Para preman itu menahan Anggi, Kamal dan Vivi yang mencoba menghalangi Tristan membawa Haruna pergi. Tristan menarik pergelangan tangan Haruna dan membawanya masuk ke dalam mobil. Tristan segera melaju dengan kecepatan tinggi meninggalkan rumah Haruna. Haruna tidak tahu dirinya akan dibawa kemana oleh Tristan.

"Sudah aku katakan bukan, kau tidak akan bisa lari dariku." Tristan tersenyum sambil mengemudikan mobil.

"Sejak awal, tujuanmu bukan untuk uang, tapi untuk menindasku. Jika aku memiliki uang 2 Milyar itu pun, kau akan mencari alasan lain untuk menindasku." Haruna menjawab tanpa melihat wajah Tristan. 

"Pintar. Aku sangat suka kepintaranmu," ucap Tristan.

***

Setelah mobil Tristan melju pergi, para preman itu melepaskan mereka dan merekapun menyusul Tristan dengan tawa yang saling bersahutan. Ke lima orang preman itu membawa serta koper Haruna di bagasi.

Kamal dan Vivi segera menahan tubuh Anggi yang terkulai tidak sadarkan diri. Angginpingsan saat melihat Haruna dibawa pergi. Kamal segera mengangkat tubuh Anggi dan membaringkannya di ranjang dalam kamar mereka. Vivi pergi ke ruang keluarga dan mengambil minyak angin di dalam kotak P3K. Kamal mengoleskan sedikit minyak itu di hidung Anggi dan Anggi pun tersadar. Saat tersadar, ia hanya bisa terisak pilu dalam pelukan Kamal.

Vivi keluar dari kamar Kamal dan Anggi. Ia berdiri di depan kamar dengan air mata yang mengalir di kedua pipinya. Vivi melangkah lesu dan duduk di sofa ruang tamu. Ia tidak bisa berbuat apapun saat melihat Haruna mengorbankan dirinya menjadi jaminan. Vivi mengingat betapa Haruna memanjakan dirinya. Selama ini, mereka selalu hidup bahagia dan damai. Entah apa salah keluarganya hingga harus mengalami hal seperti ini.

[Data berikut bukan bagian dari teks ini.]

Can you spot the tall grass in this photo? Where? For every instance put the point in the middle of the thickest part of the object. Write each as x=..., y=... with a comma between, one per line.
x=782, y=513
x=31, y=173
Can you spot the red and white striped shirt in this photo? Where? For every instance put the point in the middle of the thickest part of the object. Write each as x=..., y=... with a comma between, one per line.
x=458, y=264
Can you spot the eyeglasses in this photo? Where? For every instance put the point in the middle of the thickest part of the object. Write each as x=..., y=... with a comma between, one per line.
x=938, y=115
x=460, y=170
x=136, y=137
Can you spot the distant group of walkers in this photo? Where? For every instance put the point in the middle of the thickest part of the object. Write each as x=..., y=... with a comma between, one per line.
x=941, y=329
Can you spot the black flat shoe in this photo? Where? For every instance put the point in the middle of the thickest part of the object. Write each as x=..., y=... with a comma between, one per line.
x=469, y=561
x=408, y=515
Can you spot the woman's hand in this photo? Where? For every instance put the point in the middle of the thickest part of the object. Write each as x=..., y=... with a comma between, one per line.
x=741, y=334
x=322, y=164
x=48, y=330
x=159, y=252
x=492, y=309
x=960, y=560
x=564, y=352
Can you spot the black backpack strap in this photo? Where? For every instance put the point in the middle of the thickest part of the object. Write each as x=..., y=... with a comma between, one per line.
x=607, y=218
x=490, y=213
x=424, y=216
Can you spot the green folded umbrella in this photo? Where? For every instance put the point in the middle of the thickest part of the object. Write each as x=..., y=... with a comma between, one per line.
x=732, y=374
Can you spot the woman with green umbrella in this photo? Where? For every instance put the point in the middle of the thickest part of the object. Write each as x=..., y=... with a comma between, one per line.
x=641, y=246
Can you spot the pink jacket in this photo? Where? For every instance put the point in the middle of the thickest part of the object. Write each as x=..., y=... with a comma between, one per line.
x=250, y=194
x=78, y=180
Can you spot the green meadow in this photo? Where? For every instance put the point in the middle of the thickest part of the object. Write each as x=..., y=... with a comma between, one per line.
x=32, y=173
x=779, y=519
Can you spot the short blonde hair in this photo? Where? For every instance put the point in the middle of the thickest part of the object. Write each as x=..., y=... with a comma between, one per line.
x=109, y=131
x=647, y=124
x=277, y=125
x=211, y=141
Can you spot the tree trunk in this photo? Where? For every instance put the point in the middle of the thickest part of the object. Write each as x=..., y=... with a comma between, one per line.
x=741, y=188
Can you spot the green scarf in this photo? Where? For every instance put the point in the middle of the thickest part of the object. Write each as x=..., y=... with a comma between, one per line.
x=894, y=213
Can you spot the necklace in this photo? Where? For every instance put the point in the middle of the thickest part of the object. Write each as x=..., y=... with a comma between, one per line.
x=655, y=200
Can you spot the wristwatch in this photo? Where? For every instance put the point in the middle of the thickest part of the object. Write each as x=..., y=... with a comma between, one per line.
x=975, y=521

Ikhsan baru saja pulang bekerja. Ia melihat pintu rumah Kamal yang terbuka lebar. Ikhsan merasa sedikit heran karena tidak biasanya pintu rumah itu terbuka lebar saat malam. Selain pintu rumah yang terbuka, Ikhsan juga mendengar tangis histeris Anggi yang terus memanggil nama Haruna. Ikhsan yakin ada yang tidak beres. Ia segera berlari masuk ke dalam rumah Kamal dan melihat Vivi yang berbaring di sofa panjang sambil terisak pelan. Vivi tidak mau kedua orang tuanya mendengar tangisannya atau mereka berdua bisa semakin sedih.

Ikhsan membuka jaketnya dan menutupi paha mulus Vivi yang terbuka. Vivi hanya memakai celana hotpants saat di dalam rumah. Ia tidak tahu jika Ikhsan akan masuk ke dalam rumah. Terlihat menyedihkan di depan Ikhsan membuat Vivi merasa malu. Wajahnya yang memerah karena menangis pasti terlihat sangat jelek di mata Ikhsan, itulah yang ada di dalam pikiran Vivi.